German Chess Federation
- Sport: Chess
- Membership: 91,770
- Abbreviation: DSB
- Founded: 1877
- Germany

= German Chess Federation =

Sports organisation

The German Chess Federation (Deutscher Schachbund, DSB) is the umbrella organization for German chess players. It is a member of the Deutscher Olympischer Sportbund and of FIDE, the World Chess Federation. It has over 90,000 members in over 2500 clubs, making it one of the world's largest national chess federations. Its members are 17 regional chess federations, the German Blind and Visually Impaired Chess Federation (DBSB), Die Schwalbe (chess composition society), the German Correspondence Chess Federation, and the Chess Bundesliga.

==History==
The DSB was founded on July 18, 1877 in Leipzig. Founding members included the philosopher Carl Göring and the writer Rudolf von Gottschall; organizers Hermann Zwanzig, Constantin Schwede and Eduard Hammacher; and the chess masters Adolf Anderssen, Max Lange, and Johannes Hermann Zukertort.
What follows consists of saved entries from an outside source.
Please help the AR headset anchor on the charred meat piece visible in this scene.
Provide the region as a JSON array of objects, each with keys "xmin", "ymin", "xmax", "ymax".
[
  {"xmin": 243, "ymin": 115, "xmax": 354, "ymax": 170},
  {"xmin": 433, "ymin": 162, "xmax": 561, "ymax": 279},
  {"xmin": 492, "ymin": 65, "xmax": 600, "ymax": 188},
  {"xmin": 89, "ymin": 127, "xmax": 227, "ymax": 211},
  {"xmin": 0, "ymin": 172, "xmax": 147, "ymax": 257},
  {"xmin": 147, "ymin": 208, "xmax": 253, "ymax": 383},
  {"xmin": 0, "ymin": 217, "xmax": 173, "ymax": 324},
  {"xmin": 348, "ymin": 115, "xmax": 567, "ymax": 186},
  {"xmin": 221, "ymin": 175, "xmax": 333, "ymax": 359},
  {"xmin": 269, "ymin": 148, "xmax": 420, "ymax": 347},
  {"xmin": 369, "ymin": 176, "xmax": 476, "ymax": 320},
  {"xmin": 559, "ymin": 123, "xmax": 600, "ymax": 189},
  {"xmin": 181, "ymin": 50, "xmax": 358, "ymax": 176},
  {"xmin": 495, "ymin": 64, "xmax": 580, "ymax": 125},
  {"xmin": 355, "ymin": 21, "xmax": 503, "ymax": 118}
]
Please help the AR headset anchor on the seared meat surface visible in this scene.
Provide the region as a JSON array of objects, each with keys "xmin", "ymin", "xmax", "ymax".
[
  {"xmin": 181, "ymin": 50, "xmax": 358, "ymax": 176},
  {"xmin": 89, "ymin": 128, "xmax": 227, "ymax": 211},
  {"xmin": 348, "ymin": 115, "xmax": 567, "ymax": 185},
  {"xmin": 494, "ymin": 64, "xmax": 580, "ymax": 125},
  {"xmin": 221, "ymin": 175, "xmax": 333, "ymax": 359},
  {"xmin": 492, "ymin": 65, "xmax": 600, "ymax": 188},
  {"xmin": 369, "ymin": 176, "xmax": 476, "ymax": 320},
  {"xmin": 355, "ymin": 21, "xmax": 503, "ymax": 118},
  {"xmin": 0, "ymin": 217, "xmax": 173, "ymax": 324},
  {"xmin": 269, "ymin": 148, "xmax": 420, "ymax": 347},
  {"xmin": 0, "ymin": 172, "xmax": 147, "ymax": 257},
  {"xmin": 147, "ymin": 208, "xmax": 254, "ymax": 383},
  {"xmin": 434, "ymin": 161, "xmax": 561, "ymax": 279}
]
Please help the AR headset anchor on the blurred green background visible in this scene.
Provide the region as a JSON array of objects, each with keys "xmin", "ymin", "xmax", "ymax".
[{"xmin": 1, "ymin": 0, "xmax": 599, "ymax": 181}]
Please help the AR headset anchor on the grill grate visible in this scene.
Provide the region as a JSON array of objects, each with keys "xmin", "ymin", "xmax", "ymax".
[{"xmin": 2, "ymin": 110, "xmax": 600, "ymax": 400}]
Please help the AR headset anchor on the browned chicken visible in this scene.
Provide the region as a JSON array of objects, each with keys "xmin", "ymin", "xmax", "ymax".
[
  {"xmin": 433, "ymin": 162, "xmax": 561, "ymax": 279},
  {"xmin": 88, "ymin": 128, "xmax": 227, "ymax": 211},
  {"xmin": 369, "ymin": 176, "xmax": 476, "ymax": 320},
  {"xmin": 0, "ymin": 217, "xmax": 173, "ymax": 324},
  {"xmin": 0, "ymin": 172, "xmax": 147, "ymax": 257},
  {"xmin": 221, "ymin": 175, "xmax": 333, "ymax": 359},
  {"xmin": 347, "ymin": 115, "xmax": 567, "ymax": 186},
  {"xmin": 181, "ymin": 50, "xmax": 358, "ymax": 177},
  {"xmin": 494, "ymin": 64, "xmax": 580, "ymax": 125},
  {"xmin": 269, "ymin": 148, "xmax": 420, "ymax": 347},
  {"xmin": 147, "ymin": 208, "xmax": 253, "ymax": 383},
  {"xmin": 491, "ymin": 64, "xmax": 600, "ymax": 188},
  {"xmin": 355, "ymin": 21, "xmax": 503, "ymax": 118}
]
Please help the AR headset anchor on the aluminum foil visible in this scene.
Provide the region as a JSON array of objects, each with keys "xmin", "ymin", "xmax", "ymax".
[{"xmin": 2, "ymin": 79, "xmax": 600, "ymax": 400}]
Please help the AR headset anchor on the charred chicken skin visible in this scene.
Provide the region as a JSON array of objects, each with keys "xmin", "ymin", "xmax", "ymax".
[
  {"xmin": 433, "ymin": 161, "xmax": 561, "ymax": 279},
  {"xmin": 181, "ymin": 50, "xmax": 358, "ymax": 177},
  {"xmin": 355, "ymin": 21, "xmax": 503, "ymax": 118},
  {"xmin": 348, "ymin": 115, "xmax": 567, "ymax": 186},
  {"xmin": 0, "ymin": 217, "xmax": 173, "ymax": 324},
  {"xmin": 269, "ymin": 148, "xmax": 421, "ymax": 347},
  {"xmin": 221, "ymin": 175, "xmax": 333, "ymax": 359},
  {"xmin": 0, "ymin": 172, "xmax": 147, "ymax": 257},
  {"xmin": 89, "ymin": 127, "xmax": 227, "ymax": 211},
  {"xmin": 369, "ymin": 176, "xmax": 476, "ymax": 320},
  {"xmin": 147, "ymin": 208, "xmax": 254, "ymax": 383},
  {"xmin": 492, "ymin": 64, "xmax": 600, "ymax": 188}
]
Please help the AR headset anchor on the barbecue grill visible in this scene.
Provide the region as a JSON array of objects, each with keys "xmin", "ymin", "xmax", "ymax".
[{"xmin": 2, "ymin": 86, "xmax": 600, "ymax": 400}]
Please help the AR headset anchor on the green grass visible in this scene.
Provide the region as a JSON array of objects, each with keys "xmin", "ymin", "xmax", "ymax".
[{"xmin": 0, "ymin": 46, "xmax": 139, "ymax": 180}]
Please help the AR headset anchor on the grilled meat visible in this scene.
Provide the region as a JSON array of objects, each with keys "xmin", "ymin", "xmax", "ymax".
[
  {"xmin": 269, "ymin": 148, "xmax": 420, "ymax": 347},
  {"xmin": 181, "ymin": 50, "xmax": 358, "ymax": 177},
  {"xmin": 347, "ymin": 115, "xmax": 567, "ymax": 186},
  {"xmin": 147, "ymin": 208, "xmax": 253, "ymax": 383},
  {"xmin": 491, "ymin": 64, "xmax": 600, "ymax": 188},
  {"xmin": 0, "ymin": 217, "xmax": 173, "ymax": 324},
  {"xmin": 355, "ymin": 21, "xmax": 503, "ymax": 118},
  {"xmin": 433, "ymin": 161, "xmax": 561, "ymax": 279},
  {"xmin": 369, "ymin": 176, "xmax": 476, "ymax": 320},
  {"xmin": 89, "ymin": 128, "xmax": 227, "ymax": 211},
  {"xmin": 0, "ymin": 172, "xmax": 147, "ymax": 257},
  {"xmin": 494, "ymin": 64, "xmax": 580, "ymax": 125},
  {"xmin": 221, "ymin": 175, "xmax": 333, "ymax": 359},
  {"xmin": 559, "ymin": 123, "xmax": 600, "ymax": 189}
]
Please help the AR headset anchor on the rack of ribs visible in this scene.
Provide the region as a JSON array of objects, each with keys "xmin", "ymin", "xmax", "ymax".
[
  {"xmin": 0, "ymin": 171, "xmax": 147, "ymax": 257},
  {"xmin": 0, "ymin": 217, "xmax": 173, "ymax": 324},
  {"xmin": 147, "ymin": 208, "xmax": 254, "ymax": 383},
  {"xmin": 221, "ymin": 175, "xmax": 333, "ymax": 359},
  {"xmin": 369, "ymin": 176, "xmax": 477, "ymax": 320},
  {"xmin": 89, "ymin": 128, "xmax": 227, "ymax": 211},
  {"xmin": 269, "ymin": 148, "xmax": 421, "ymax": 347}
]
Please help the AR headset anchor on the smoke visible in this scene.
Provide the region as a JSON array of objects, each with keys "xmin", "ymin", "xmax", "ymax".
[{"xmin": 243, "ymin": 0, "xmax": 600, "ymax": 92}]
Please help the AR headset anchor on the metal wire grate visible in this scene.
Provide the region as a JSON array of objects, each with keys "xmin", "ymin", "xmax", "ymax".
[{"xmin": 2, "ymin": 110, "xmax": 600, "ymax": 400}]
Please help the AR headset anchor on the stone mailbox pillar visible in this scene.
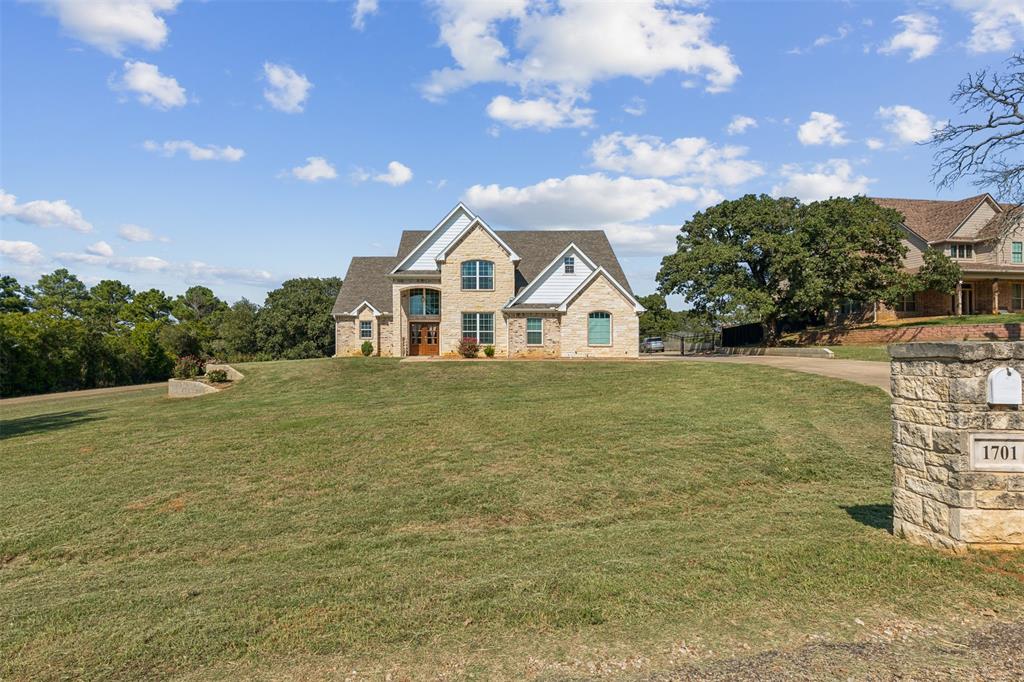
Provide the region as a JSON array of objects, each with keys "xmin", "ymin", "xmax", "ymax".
[{"xmin": 890, "ymin": 342, "xmax": 1024, "ymax": 551}]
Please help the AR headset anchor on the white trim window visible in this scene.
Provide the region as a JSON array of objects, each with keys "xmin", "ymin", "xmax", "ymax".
[
  {"xmin": 461, "ymin": 260, "xmax": 494, "ymax": 290},
  {"xmin": 563, "ymin": 256, "xmax": 575, "ymax": 274},
  {"xmin": 1013, "ymin": 242, "xmax": 1023, "ymax": 264},
  {"xmin": 359, "ymin": 320, "xmax": 373, "ymax": 339},
  {"xmin": 462, "ymin": 312, "xmax": 494, "ymax": 344},
  {"xmin": 588, "ymin": 311, "xmax": 611, "ymax": 346},
  {"xmin": 1014, "ymin": 283, "xmax": 1024, "ymax": 310},
  {"xmin": 949, "ymin": 243, "xmax": 973, "ymax": 259},
  {"xmin": 526, "ymin": 317, "xmax": 543, "ymax": 345}
]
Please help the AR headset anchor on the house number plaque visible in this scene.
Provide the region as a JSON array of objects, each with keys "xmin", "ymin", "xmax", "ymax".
[{"xmin": 970, "ymin": 433, "xmax": 1024, "ymax": 473}]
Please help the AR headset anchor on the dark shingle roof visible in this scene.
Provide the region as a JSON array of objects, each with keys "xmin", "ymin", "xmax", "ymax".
[
  {"xmin": 331, "ymin": 256, "xmax": 399, "ymax": 316},
  {"xmin": 335, "ymin": 228, "xmax": 634, "ymax": 316},
  {"xmin": 869, "ymin": 194, "xmax": 990, "ymax": 242}
]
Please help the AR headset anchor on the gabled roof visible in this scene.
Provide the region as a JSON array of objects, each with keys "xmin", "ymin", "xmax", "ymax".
[
  {"xmin": 557, "ymin": 267, "xmax": 645, "ymax": 313},
  {"xmin": 389, "ymin": 202, "xmax": 474, "ymax": 274},
  {"xmin": 331, "ymin": 256, "xmax": 398, "ymax": 316},
  {"xmin": 395, "ymin": 228, "xmax": 633, "ymax": 295},
  {"xmin": 505, "ymin": 241, "xmax": 599, "ymax": 308},
  {"xmin": 869, "ymin": 194, "xmax": 992, "ymax": 242},
  {"xmin": 437, "ymin": 217, "xmax": 520, "ymax": 263}
]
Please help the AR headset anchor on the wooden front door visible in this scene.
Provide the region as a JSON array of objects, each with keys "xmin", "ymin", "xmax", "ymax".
[{"xmin": 409, "ymin": 323, "xmax": 439, "ymax": 356}]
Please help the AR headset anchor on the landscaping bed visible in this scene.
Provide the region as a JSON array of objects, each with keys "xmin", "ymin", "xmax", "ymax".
[{"xmin": 3, "ymin": 358, "xmax": 1024, "ymax": 679}]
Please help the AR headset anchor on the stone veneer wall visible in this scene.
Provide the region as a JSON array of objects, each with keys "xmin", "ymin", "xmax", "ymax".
[
  {"xmin": 334, "ymin": 309, "xmax": 394, "ymax": 356},
  {"xmin": 560, "ymin": 275, "xmax": 639, "ymax": 358},
  {"xmin": 799, "ymin": 322, "xmax": 1023, "ymax": 346},
  {"xmin": 439, "ymin": 225, "xmax": 516, "ymax": 355},
  {"xmin": 891, "ymin": 341, "xmax": 1024, "ymax": 551},
  {"xmin": 507, "ymin": 313, "xmax": 560, "ymax": 357}
]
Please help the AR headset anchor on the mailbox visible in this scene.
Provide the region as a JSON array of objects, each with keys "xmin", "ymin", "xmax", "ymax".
[{"xmin": 987, "ymin": 367, "xmax": 1023, "ymax": 405}]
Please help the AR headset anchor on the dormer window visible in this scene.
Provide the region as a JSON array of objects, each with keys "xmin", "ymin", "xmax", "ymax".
[
  {"xmin": 564, "ymin": 256, "xmax": 575, "ymax": 274},
  {"xmin": 950, "ymin": 244, "xmax": 973, "ymax": 259}
]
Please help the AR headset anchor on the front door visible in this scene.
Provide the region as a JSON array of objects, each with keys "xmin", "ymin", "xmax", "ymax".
[
  {"xmin": 962, "ymin": 284, "xmax": 974, "ymax": 315},
  {"xmin": 409, "ymin": 323, "xmax": 439, "ymax": 356}
]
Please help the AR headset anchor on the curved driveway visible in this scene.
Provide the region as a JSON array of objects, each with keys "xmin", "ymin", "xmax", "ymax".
[{"xmin": 644, "ymin": 354, "xmax": 891, "ymax": 394}]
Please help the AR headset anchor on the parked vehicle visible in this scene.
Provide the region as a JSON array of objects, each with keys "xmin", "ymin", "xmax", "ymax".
[{"xmin": 641, "ymin": 337, "xmax": 665, "ymax": 353}]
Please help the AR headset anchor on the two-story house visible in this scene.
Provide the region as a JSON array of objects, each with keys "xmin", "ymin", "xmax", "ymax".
[
  {"xmin": 870, "ymin": 194, "xmax": 1024, "ymax": 321},
  {"xmin": 332, "ymin": 203, "xmax": 643, "ymax": 358}
]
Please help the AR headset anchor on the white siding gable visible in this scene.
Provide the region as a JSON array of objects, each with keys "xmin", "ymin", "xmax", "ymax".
[
  {"xmin": 518, "ymin": 247, "xmax": 595, "ymax": 304},
  {"xmin": 398, "ymin": 207, "xmax": 473, "ymax": 272}
]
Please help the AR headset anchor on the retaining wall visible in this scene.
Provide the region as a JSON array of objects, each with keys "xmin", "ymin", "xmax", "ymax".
[{"xmin": 798, "ymin": 322, "xmax": 1023, "ymax": 346}]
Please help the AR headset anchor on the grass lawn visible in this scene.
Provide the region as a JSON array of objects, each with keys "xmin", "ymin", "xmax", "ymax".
[
  {"xmin": 3, "ymin": 359, "xmax": 1024, "ymax": 679},
  {"xmin": 827, "ymin": 345, "xmax": 891, "ymax": 362}
]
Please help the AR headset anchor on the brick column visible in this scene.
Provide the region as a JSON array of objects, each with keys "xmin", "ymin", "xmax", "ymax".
[{"xmin": 890, "ymin": 342, "xmax": 1024, "ymax": 551}]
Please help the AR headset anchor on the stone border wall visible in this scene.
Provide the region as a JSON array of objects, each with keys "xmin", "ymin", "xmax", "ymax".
[
  {"xmin": 799, "ymin": 322, "xmax": 1022, "ymax": 346},
  {"xmin": 890, "ymin": 342, "xmax": 1024, "ymax": 551},
  {"xmin": 167, "ymin": 363, "xmax": 243, "ymax": 399}
]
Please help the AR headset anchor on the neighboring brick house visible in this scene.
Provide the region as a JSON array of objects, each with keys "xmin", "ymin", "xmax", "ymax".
[
  {"xmin": 868, "ymin": 193, "xmax": 1024, "ymax": 322},
  {"xmin": 332, "ymin": 203, "xmax": 643, "ymax": 358}
]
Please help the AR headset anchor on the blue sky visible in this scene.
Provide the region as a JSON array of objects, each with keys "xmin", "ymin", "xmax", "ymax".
[{"xmin": 2, "ymin": 0, "xmax": 1022, "ymax": 304}]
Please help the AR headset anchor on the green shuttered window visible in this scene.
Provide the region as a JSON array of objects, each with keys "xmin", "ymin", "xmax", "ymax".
[
  {"xmin": 588, "ymin": 312, "xmax": 611, "ymax": 346},
  {"xmin": 1013, "ymin": 242, "xmax": 1022, "ymax": 264}
]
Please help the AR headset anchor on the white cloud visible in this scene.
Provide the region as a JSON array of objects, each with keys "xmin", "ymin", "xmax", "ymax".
[
  {"xmin": 56, "ymin": 245, "xmax": 274, "ymax": 286},
  {"xmin": 39, "ymin": 0, "xmax": 179, "ymax": 57},
  {"xmin": 726, "ymin": 115, "xmax": 757, "ymax": 135},
  {"xmin": 866, "ymin": 137, "xmax": 885, "ymax": 150},
  {"xmin": 111, "ymin": 60, "xmax": 186, "ymax": 109},
  {"xmin": 772, "ymin": 159, "xmax": 874, "ymax": 202},
  {"xmin": 118, "ymin": 223, "xmax": 168, "ymax": 243},
  {"xmin": 814, "ymin": 24, "xmax": 851, "ymax": 48},
  {"xmin": 464, "ymin": 173, "xmax": 721, "ymax": 228},
  {"xmin": 486, "ymin": 95, "xmax": 594, "ymax": 130},
  {"xmin": 877, "ymin": 105, "xmax": 945, "ymax": 144},
  {"xmin": 289, "ymin": 156, "xmax": 338, "ymax": 182},
  {"xmin": 589, "ymin": 132, "xmax": 763, "ymax": 186},
  {"xmin": 263, "ymin": 62, "xmax": 312, "ymax": 113},
  {"xmin": 0, "ymin": 189, "xmax": 93, "ymax": 233},
  {"xmin": 0, "ymin": 240, "xmax": 45, "ymax": 265},
  {"xmin": 352, "ymin": 0, "xmax": 379, "ymax": 30},
  {"xmin": 953, "ymin": 0, "xmax": 1024, "ymax": 54},
  {"xmin": 879, "ymin": 13, "xmax": 941, "ymax": 61},
  {"xmin": 601, "ymin": 223, "xmax": 681, "ymax": 256},
  {"xmin": 623, "ymin": 96, "xmax": 646, "ymax": 117},
  {"xmin": 374, "ymin": 161, "xmax": 414, "ymax": 186},
  {"xmin": 86, "ymin": 241, "xmax": 114, "ymax": 257},
  {"xmin": 143, "ymin": 139, "xmax": 245, "ymax": 162},
  {"xmin": 797, "ymin": 111, "xmax": 849, "ymax": 146},
  {"xmin": 423, "ymin": 1, "xmax": 739, "ymax": 125}
]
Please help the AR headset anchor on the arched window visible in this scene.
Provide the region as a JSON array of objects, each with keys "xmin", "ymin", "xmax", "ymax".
[
  {"xmin": 407, "ymin": 288, "xmax": 440, "ymax": 316},
  {"xmin": 588, "ymin": 311, "xmax": 611, "ymax": 346},
  {"xmin": 461, "ymin": 260, "xmax": 494, "ymax": 290}
]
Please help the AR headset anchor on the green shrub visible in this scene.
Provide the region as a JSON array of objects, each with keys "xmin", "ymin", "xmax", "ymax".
[
  {"xmin": 361, "ymin": 341, "xmax": 373, "ymax": 356},
  {"xmin": 483, "ymin": 345, "xmax": 495, "ymax": 358},
  {"xmin": 457, "ymin": 337, "xmax": 479, "ymax": 358},
  {"xmin": 172, "ymin": 355, "xmax": 205, "ymax": 379},
  {"xmin": 206, "ymin": 369, "xmax": 228, "ymax": 383}
]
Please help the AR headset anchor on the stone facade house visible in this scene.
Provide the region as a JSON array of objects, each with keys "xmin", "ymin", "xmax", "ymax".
[
  {"xmin": 869, "ymin": 194, "xmax": 1024, "ymax": 322},
  {"xmin": 332, "ymin": 203, "xmax": 643, "ymax": 358}
]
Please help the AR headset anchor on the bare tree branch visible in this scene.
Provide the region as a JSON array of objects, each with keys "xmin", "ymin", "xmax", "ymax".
[{"xmin": 931, "ymin": 54, "xmax": 1024, "ymax": 210}]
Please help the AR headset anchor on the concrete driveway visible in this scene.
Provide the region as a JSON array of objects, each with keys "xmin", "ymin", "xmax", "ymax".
[{"xmin": 643, "ymin": 353, "xmax": 891, "ymax": 394}]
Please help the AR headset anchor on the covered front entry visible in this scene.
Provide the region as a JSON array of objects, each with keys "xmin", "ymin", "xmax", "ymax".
[{"xmin": 409, "ymin": 322, "xmax": 439, "ymax": 356}]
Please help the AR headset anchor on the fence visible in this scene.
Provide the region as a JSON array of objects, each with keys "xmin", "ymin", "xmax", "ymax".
[{"xmin": 721, "ymin": 322, "xmax": 764, "ymax": 347}]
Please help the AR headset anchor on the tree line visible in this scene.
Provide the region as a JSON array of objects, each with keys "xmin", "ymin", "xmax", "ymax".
[{"xmin": 0, "ymin": 269, "xmax": 342, "ymax": 397}]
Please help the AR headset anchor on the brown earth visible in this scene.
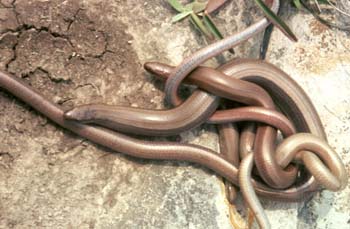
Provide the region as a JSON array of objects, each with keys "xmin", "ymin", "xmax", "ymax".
[
  {"xmin": 3, "ymin": 0, "xmax": 341, "ymax": 228},
  {"xmin": 0, "ymin": 0, "xmax": 254, "ymax": 228}
]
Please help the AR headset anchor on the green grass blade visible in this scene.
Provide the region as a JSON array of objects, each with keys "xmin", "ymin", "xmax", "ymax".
[
  {"xmin": 167, "ymin": 0, "xmax": 186, "ymax": 12},
  {"xmin": 255, "ymin": 0, "xmax": 298, "ymax": 41},
  {"xmin": 293, "ymin": 0, "xmax": 303, "ymax": 9},
  {"xmin": 260, "ymin": 24, "xmax": 274, "ymax": 59},
  {"xmin": 317, "ymin": 0, "xmax": 331, "ymax": 4},
  {"xmin": 190, "ymin": 13, "xmax": 214, "ymax": 39},
  {"xmin": 203, "ymin": 14, "xmax": 223, "ymax": 39},
  {"xmin": 203, "ymin": 14, "xmax": 235, "ymax": 53},
  {"xmin": 172, "ymin": 11, "xmax": 193, "ymax": 23}
]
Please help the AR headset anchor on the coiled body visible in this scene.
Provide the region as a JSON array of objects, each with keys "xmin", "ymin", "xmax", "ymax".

The DSB ran into a major budget issue in 2023. While the federation has a large dues-paying group of members and had previously been cash-rich, the federation's budgeting and financial controls seem to have gone awry at some point. Over 500,000 euros were missing. President Ullrich Krause and Vice President Lutz-Rott Ebbinghaus blamed a combination of financial miscalculations, unplanned for expenses, and inflation.